As more and more U.S. patient care organizations take on financial risk, whether as part of formal accountable care organization (ACO) contracts, or through any other kind of risk-based contracting, including bundled-payment contracts or other value-based contracts, the leaders of patient care organizations are finding that the analytics and other solutions available simple aren’t keeping up with their needs in optimizing their operations for risk-based involvement.
In that context, the editors of Healthcare Informatics named IT for risk-based contracting as one of their Top Ten Tech Trends in 2016. Among those interviewed for that article was Bob Schwyn, a Columbus, Oh.-based director in The Chartis Group, a Chicago-based consulting firm. Below are excerpts from the interview that HCI Editor-in-Chief Mark Hagland conducted with Schwyn this spring, in preparing the Top Ten Tech Trends feature for the March/April issue of HCI.
What do you see as the biggest challenges overall, as patient care organizations go into risk contracting?
Starting at 50,000 feet, there’s a need for conceptual readiness, for understanding who you are as an entity, and what your relationships are in your defined market spaces, in order to take on risk. So if I’m in an organization in a market that’s starting to take on more and more risk,” Schwyn says, “the question becomes, how prepared am I as an organization to meet a growing level of risk in the value-based world? Do I have the operational infrastructure? The relationships I need to cover a population? How will I establish those relationships? Do I have the technology infrastructure to support that?
And where do I want to be in the market? Is this an opportunity for us to lead our market in a certain context? Do we want to be the market leader? Or might we be a follower in that arena? And other questions that help set the context for planning, would be, what would the types of relationships—commercial, Medicaid, Medicare? And what kinds of relationships will I need to build with other providers? Will this be a clinically integrated network? Do I want to take all this on my own? Typically, we would look at a three-to-five-year planning arc. And how quickly you more, and how many people will be under risk, will be very important to understand. So being thoughtful is going to critical.
What are the biggest challenges, IT infrastructure- and planning-wise, right now?
That’s a great question. I would tend to agree that the IT industry right now is not where we need to be to support higher levels of risk. However, as an industry, we’re underestimating the capabilities right in front of us. We’ve made tremendous investments in EHR infrastructures, and generally, those EHR solutions do come with some basic EDW and analytics capabilities. So there are ways to achieve some of the short-term needs while still building a more robust and intensive environment in the future. When we talk to organizations, it’s so hard to get them to understand that they don’t need to do everything—to be able to slice and dice in a million different ways across many payers, for example—we’re finding that you may need to do that as you move into a more robust environment.
In other words, you don’t need to start out buying the Cadillac right away, then, when it comes to infrastructure, correct?
Yes, and sometimes, buying the Cadillac when you don’t even know how to drive yet, isn’t going to help you a lot. So as you begin to develop a clinically integrated network or begin to take on risk, it’s important not to get lost in, “Gosh, we’ve got to get into this big data environment.” Typically, you need to streams of data—from claims and from your electronic health record, whatever providers are in your network. And you can get lost and overwhelmed in trying to do data normalization and aggregation, and that can become a data governance nightmare. So instead, say, look, we’ve got three risk contracts in the next three years, and those contracts will be based on certain elements. So let’s get clear about the key data elements we need. And so if I’ve got to get my data cleaned up, and there are 10,000 data elements, you’re going to get lost in that. But if you say, these are the top 10 or 20 data elements we need to understand risk, to understand patient status elements, etc., you don’t get lost in boiling the ocean.

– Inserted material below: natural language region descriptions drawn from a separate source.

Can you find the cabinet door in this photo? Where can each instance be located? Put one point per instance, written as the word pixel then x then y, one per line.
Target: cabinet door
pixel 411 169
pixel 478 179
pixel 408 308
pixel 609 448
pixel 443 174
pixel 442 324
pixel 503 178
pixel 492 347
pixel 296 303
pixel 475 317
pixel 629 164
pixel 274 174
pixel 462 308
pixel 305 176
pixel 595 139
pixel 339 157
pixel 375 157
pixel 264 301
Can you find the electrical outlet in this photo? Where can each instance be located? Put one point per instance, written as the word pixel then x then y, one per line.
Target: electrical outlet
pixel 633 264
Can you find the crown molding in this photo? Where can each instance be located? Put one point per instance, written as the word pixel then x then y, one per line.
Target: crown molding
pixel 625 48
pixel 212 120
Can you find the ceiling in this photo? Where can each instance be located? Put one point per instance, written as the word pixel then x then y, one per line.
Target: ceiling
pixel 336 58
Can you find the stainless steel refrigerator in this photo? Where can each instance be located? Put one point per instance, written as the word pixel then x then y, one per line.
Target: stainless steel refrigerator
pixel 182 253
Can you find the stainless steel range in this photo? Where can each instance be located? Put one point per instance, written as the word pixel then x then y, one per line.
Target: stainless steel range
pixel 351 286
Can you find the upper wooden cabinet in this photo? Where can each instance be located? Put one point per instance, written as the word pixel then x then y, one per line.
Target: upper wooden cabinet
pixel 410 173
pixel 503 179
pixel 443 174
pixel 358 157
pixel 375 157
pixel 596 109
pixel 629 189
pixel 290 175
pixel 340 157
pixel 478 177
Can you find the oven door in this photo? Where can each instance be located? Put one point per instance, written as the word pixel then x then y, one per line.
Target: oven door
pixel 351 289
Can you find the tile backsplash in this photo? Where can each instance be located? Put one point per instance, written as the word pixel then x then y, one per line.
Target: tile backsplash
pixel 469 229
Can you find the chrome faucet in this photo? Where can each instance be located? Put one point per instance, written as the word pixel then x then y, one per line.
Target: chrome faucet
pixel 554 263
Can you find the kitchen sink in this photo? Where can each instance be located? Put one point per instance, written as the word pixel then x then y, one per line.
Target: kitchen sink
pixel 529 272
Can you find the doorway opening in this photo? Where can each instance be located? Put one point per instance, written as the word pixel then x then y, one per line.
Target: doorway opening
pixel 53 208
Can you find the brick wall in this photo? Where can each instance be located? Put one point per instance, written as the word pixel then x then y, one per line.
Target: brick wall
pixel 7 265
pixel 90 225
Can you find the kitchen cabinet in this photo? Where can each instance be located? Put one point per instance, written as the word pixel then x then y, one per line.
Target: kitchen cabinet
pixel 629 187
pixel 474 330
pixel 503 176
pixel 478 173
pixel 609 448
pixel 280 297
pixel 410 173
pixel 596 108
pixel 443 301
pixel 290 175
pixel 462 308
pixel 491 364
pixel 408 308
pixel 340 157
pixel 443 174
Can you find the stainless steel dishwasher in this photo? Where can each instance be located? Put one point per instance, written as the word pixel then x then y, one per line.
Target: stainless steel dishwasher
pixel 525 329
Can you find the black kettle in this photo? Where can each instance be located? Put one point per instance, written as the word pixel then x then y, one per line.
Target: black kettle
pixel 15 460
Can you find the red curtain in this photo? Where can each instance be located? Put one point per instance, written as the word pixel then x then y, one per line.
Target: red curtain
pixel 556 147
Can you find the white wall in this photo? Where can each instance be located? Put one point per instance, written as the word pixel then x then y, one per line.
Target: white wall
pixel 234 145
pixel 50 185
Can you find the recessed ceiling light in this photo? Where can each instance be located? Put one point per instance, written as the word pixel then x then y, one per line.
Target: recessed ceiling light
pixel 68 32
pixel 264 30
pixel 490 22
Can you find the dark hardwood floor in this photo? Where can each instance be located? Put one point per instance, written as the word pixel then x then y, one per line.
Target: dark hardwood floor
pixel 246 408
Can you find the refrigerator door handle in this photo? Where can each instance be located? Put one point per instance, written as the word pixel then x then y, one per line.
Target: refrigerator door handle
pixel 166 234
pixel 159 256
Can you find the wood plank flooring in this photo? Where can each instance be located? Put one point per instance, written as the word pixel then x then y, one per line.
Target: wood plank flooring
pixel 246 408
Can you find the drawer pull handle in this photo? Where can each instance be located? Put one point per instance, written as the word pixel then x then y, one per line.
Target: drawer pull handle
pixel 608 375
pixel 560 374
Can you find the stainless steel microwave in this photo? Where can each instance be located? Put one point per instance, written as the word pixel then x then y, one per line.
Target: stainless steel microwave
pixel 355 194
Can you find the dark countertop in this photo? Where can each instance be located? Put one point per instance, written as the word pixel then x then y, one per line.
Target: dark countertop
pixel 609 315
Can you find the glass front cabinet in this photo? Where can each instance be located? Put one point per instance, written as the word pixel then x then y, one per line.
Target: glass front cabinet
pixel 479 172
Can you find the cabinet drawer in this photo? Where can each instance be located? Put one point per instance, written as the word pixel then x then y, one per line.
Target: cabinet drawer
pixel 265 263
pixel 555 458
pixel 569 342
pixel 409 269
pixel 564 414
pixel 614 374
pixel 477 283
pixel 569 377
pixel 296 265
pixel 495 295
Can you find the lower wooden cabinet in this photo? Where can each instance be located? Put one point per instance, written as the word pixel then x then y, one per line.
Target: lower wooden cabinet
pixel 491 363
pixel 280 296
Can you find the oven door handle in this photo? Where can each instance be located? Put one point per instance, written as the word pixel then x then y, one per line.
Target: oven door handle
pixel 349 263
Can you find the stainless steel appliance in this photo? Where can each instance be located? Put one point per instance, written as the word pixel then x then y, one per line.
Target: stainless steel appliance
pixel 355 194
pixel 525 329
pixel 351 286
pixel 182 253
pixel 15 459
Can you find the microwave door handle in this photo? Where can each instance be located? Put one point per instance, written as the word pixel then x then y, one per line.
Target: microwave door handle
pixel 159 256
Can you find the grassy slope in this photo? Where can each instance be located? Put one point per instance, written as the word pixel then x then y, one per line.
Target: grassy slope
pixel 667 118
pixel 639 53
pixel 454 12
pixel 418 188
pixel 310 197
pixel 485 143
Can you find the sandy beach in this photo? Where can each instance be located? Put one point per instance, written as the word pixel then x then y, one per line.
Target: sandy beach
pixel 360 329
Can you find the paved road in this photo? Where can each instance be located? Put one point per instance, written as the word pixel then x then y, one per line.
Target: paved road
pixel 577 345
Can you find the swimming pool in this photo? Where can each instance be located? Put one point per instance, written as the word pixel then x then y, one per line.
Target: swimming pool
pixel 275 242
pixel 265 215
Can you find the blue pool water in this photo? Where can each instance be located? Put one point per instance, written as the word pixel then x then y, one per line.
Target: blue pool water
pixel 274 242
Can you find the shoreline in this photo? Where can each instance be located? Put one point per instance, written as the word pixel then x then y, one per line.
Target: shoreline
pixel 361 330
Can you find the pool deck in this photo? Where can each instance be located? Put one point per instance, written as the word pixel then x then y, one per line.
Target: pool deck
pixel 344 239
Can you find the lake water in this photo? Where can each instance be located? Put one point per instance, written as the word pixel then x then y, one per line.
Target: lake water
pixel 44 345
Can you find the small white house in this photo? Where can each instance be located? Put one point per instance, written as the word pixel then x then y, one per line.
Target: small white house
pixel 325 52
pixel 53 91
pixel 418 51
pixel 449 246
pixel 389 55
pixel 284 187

What are the few biggest learnings we’re hearing from pioneers so far, in this transition?
The organizations that have done this well seem to have a higher level of maturity at integrating their IT planning as part of their overall enterprise planning. So they know, if I’m going here, I can’t wait until after I’ve gone into the risk contracts to go to my IT people and ask for things. At the same time, the smart CIOs are trying to make sure they’re not asleep at the wheel. But the organizations doing well tend to have more integration between overall strategic planning and IT strategic planning. And they tend to be mindful of, are we going to do this more at a corporate level or local facility level, for example? They’re very explicit about data governance functions and maturity. So processes are being led by clinical and other front-line operational leads.